V Marcha pela Ciência em Minas Gerais

O desmonte sistemático das instituições de educação, ciência, tecnologia e inovação promovido pelo Governo Federal é uma demonstração inequívoca do projeto de destruição nacional em curso. Subordinado aos interesses dos grandes oligopólios financeiros e das potências estrangeiras, notadamente do imperialismo estadunidense, que têm por objetivo permanente manter o Brasil em uma condição de colônia exportadora de commodities, minando o seu desenvolvimento industrial, tecnológico e econômico, tal projeto tem redundado em retrocessos civilizacionais e no obscurecimento das perspectivas de construção de uma nação soberana e próspera, que garanta qualidade de vida e dignidade para o seu povo.

Por Paulo Basso*

Uma perspectiva histórica

Em seu premiado livro Armas, Germes e Aço: os destinos das sociedades humanas, de 1997, o biólogo evolucionista Jared Diamond desenvolve o instigante argumento de que a dominação de uma população sobre outra estaria vinculada a fundamentos militares (armas), tecnológicos (aço) e nas doenças epidêmicas (germes).
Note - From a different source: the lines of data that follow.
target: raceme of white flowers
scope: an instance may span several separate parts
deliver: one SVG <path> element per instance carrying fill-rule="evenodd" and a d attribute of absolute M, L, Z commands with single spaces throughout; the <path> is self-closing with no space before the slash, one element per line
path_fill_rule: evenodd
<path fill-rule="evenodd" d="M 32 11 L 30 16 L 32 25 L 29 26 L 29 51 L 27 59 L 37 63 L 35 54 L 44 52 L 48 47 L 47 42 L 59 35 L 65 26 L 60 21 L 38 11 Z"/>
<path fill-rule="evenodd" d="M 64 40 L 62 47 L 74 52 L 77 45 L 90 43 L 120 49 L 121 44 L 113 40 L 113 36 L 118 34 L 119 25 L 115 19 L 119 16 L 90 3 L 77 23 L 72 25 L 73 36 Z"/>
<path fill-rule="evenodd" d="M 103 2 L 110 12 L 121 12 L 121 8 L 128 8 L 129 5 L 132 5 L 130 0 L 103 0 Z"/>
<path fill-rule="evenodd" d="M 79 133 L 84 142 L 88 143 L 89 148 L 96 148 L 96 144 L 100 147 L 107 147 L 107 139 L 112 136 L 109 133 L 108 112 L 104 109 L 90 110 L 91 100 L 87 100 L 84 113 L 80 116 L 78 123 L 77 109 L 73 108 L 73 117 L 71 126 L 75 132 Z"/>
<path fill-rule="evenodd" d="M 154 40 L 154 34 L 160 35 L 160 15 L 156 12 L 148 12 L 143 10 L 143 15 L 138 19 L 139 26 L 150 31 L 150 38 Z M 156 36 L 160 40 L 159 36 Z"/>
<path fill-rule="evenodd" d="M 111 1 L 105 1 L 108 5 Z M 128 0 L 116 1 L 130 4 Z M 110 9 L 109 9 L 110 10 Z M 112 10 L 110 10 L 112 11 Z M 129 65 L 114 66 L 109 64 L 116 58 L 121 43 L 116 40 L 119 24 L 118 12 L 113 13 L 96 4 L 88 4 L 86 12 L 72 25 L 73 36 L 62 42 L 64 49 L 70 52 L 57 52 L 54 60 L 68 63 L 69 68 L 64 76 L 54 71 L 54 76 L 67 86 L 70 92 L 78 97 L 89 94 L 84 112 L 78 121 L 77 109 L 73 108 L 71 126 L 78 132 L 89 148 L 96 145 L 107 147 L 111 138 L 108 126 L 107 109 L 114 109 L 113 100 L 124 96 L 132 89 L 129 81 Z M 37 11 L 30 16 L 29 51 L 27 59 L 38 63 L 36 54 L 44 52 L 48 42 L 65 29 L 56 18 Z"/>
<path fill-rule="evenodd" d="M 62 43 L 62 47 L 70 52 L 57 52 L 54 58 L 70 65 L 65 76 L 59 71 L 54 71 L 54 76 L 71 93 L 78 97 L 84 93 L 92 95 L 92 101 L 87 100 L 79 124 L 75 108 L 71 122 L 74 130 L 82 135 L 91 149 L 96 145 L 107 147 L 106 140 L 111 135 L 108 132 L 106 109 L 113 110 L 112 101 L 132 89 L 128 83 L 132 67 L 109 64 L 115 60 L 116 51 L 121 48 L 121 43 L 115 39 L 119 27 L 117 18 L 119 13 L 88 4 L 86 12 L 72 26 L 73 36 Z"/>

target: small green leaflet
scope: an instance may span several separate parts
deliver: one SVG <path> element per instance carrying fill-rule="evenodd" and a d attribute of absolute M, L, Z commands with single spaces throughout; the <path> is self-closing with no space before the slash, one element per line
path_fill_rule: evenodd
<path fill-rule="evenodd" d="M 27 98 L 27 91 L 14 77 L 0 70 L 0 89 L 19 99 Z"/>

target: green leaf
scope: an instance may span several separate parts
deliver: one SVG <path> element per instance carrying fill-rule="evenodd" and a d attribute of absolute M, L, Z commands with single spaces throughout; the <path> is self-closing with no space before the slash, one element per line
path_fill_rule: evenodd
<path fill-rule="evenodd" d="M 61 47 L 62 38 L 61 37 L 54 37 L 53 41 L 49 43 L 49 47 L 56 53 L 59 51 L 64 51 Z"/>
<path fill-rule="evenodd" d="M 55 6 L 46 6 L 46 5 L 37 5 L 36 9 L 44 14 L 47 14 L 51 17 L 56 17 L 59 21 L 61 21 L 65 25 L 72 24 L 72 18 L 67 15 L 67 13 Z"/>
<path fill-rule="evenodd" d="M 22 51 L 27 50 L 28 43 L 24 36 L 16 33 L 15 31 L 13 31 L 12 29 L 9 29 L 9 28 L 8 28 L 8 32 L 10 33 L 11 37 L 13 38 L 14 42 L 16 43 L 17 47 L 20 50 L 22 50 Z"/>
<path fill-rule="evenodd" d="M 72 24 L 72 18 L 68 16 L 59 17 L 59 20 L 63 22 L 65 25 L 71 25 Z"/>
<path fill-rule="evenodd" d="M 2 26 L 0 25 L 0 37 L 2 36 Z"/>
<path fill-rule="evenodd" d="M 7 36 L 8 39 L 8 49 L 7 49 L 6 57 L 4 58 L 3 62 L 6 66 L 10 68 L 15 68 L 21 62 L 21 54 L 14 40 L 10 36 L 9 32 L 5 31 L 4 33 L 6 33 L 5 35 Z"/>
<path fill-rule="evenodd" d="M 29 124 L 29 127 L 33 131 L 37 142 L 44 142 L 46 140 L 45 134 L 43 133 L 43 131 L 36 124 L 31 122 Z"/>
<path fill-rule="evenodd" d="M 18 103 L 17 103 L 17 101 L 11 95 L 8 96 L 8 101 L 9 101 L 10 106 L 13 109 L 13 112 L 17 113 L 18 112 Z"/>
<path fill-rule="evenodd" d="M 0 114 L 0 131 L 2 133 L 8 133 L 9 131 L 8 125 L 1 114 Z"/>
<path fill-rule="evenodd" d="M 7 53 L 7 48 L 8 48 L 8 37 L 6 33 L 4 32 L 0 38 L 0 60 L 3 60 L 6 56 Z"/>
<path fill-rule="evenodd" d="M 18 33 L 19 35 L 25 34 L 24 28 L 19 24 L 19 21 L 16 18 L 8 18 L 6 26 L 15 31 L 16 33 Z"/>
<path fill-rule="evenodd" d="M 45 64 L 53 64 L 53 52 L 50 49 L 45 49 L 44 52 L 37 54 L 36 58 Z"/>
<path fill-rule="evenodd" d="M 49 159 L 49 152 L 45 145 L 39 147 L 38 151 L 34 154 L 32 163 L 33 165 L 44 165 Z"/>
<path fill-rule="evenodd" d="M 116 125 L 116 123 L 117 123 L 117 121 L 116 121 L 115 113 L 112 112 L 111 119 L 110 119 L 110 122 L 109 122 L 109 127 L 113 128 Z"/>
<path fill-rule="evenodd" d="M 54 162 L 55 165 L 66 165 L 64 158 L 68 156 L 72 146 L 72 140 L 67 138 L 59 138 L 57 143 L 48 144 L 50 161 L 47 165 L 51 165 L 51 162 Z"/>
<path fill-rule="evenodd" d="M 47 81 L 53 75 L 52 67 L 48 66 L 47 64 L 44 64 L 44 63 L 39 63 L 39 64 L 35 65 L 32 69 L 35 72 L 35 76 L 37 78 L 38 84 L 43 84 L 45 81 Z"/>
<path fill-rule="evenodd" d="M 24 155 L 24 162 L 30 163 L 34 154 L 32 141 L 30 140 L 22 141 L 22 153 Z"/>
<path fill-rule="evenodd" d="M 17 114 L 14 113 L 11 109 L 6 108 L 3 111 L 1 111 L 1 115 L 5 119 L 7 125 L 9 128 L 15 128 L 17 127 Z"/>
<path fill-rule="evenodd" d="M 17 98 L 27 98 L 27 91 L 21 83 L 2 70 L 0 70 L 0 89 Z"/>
Contradizendo visões de cunho racista, que explicavam os resultados das conquistas em termos de superioridade e inferioridade biológica, o autor apresenta uma visão muito mais complexa onde o desenvolvimento tecnológico de determinados povos possibilitou a ampliação dos seus domínios e a resistência imunológica a vários patógenos, resultando em poder econômico e político. Dessa forma, a diversidade das sociedades humanas é resultado das contingências ambientais e da dinâmica dos processos históricos e não de diferenças intrínsecas de aptidão e inteligência entre as populações.

Essa leitura, atual e pertinente, coloca em perspectiva histórica o que as forças políticas nacionalistas e desenvolvimentistas têm defendido diuturnamente: o Brasil será um país subalternizado, sem voz e sem vez no tabuleiro geopolítico mundial, enquanto não assumir um projeto de nação. Não seria prudente acreditar que essa tomada de posição depende única e exclusivamente dos desejos mais contundentes. As condicionantes históricas não podem ser superadas somente com voluntarismo. Entretanto, a compreensão do movimento da realidade e o apontamento de soluções efetivas são fundamentais para a constituição de uma nova maioria política, sustentada pelo esclarecimento da sociedade brasileira acerca da gravidade do momento histórico em curso e das consequências nefastas de se abrir mão de um projeto de nação.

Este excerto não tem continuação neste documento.